Quando Rosabelle si affiancò a
noi, Jean-Luc saltò a bordo per
scattare alcune fotografie, e
l’Etap sopportò il peso aggiuntivo senza lamentarsene. Persino
noi ci muovemmo da una es tremità all’altra della barca senza
alterarne l’equilibrio. Mentre la
barca si riempiva, Jean-Luc e
Vincent avevano visto un
enorme tronco d’albero che
galleggiava ad una breve
distanza alla nostra prua.. Per un
momento pensarono che forse
non avremmo affatto avuto
bisogno di aprire noi le vie d’acqua. Questo era anche un modo di ricordarci lo scopo della
nostra prova. Una barca inaffondabile non è pensata per navigare ore ed ore piena d’acqua,
con l’equipaggio che sta lì a far niente, come noi. L’intento è quello di permettere un
margine di sicurezza, così che l’equipaggio abbia il tempo di cercare la via d’acqua,
chiuderla in qualche modo, di rimuovere l’acqua entrata e di riprendere la rotta, di nuovo.
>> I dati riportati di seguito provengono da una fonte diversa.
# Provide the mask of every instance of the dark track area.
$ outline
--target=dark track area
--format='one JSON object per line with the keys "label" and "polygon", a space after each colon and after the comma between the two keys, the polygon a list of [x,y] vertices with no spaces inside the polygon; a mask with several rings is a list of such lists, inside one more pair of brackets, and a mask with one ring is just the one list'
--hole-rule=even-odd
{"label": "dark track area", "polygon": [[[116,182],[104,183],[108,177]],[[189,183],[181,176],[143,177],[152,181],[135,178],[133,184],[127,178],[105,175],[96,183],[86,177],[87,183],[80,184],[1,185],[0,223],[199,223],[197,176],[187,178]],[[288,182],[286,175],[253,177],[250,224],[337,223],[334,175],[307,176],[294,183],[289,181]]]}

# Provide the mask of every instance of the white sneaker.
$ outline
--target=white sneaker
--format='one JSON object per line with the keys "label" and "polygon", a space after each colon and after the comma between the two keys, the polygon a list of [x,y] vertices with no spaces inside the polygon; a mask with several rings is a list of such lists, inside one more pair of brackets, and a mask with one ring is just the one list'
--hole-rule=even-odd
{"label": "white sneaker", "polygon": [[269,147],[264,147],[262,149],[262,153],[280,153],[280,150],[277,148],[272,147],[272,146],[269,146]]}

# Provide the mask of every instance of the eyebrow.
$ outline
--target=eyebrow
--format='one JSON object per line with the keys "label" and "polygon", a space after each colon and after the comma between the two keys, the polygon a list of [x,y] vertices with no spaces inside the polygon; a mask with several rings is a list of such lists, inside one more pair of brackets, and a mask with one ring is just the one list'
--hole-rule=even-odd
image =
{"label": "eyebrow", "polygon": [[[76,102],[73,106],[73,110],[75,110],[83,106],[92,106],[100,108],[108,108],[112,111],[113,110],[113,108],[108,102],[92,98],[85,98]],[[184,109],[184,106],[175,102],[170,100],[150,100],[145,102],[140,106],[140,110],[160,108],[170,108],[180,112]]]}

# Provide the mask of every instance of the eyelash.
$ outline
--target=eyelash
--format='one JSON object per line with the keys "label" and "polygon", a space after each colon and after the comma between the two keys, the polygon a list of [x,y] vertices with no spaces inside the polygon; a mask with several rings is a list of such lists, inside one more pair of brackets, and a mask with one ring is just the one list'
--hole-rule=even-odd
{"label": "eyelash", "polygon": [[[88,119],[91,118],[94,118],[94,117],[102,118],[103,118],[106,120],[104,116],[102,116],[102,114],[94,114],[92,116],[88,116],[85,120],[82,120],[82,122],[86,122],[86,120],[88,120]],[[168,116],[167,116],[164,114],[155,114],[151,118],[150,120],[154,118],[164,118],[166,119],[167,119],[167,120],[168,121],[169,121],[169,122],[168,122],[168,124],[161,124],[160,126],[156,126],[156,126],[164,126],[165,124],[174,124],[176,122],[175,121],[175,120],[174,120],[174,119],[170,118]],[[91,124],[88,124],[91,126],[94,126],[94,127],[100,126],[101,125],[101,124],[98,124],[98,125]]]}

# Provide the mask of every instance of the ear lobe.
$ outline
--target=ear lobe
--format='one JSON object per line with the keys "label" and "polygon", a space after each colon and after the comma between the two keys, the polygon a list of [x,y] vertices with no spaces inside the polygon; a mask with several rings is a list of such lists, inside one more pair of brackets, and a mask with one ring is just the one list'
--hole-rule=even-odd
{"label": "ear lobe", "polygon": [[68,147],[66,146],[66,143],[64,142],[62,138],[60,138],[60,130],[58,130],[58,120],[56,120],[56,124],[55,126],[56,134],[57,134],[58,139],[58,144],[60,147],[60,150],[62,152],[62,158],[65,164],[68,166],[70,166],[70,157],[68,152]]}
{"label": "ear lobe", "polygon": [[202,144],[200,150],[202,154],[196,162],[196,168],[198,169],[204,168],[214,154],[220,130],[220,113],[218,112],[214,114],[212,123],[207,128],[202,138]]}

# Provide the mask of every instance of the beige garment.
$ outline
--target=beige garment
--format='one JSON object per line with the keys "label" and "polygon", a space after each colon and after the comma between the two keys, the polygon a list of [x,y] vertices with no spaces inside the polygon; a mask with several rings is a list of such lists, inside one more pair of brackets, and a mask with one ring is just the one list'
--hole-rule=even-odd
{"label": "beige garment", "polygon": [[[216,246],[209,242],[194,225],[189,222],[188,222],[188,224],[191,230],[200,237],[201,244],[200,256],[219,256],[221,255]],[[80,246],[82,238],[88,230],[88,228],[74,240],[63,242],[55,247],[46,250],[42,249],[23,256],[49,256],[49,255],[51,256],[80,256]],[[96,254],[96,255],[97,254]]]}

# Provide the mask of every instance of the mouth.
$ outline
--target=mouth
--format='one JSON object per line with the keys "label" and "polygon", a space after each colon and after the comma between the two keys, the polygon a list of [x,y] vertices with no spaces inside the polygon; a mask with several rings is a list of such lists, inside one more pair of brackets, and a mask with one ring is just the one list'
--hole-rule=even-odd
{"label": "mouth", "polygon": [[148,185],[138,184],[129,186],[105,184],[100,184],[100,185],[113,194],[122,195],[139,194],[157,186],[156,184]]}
Oramai le bianche falesie di Dover erano in vista e decidemmo di continuare l’esperimento,
chiudere le valvole delle vie d’acqua e rimuovere l’acqua dall’interno. Uno di noi utilizzava il secchio, l’altro agiva sulla pompa di sentina fissa. Chi otteneva il miglior risultato?
Poiché la pompa a mano è posizionata molto in basso, non sarei sorpreso se ci fosse un
gruppo di fisioterapisti che avesse azioni dell’azienda che fabbrica la pompa stessa. Dopo
una cinquantina di pomp ate sei condannato, al momento in cui ti rialzi, ad avere mal di
schiena. D’altra parte, Jan continuò imperterrito a svuotare in mare un secchio dopo
l’altro. Alla barra ma allo stesso tempo addetto anche alla pompa, spesso sostituito da
Jean-Luc, confesso che ben presto smisi di contare le pompate. Tuttavia, combinando
l’azione della pompa e del secchio, riuscimmo a svuotare l’Etap 21i in meno di 20 minuti.
La barca riprese presto ad essere quello che era prima, uno yacht leggero, che naviga con
un movimento vivace ed allegro sollevandosi sulle onde. Siamo rientrati a Dover alle 13.15.
Missione compiuta. Dopo un’ora ripartimmo, ed arrivammo dopo sole quattro ore a Calais,
con un attraversamento eccellente.
Allora, come si è comportata la barca ?
Una via d’acqua per una barca inaffondabile è solo un inconveniente minore, come
dimostrato dal nostro esperimento. Noi abbiamo solo perso mezzo nodo di velocità e,
nonostante una barra del timone un po’ dura, la barca rimase ben bilanciata con albero ed
attrezzatura che non mostrarono segni di sforzo eccessivo, in un vento vero di 15 nodi. Ad
un certo momento, tre di noi poterono muoversi liberamente a bordo senza alcun timore di
causare uno sbilanciamento. Dopo essersi riempita d’acqua a questo modo, il riempimento
di poliuretano della barca puo’ forse necessitare di essere asciugato ed essiccato, in quanto
l’acqua può essere entrata fra lo scafo esterno ed interno attraverso aperture e guaine come
quelle per i cavi elettrici. Ne deriverebbe la necessità, dopo che la barca è stata asciugata ed
essiccata, di usare un trapano a mano per ricavare dei piccoli fori nello scafo interno, nei
punti più bassi, per drenare acqua eventualmente rimasta intrappolata. Dopo aver asciugato
l’Etap 21i a Dover con una spugna, abbiamo finito, durante il ritorno a Calais, con il
raccogliere ancora una quantità equivalente ad un secchio d’acqua. I forellini trapanati
possono poi venire riempiti con stucco poliestere. Questa è una splendida barca per le
crociere costiere o per una occasionale traversata in mare aperto, come per esempio il
passaggio da Dover a Calais. L’Etap 21i è veloce e facile da manovrare; il nostro
esperimento ne ha ampiamente dimostrato l’assoluta sicurezza.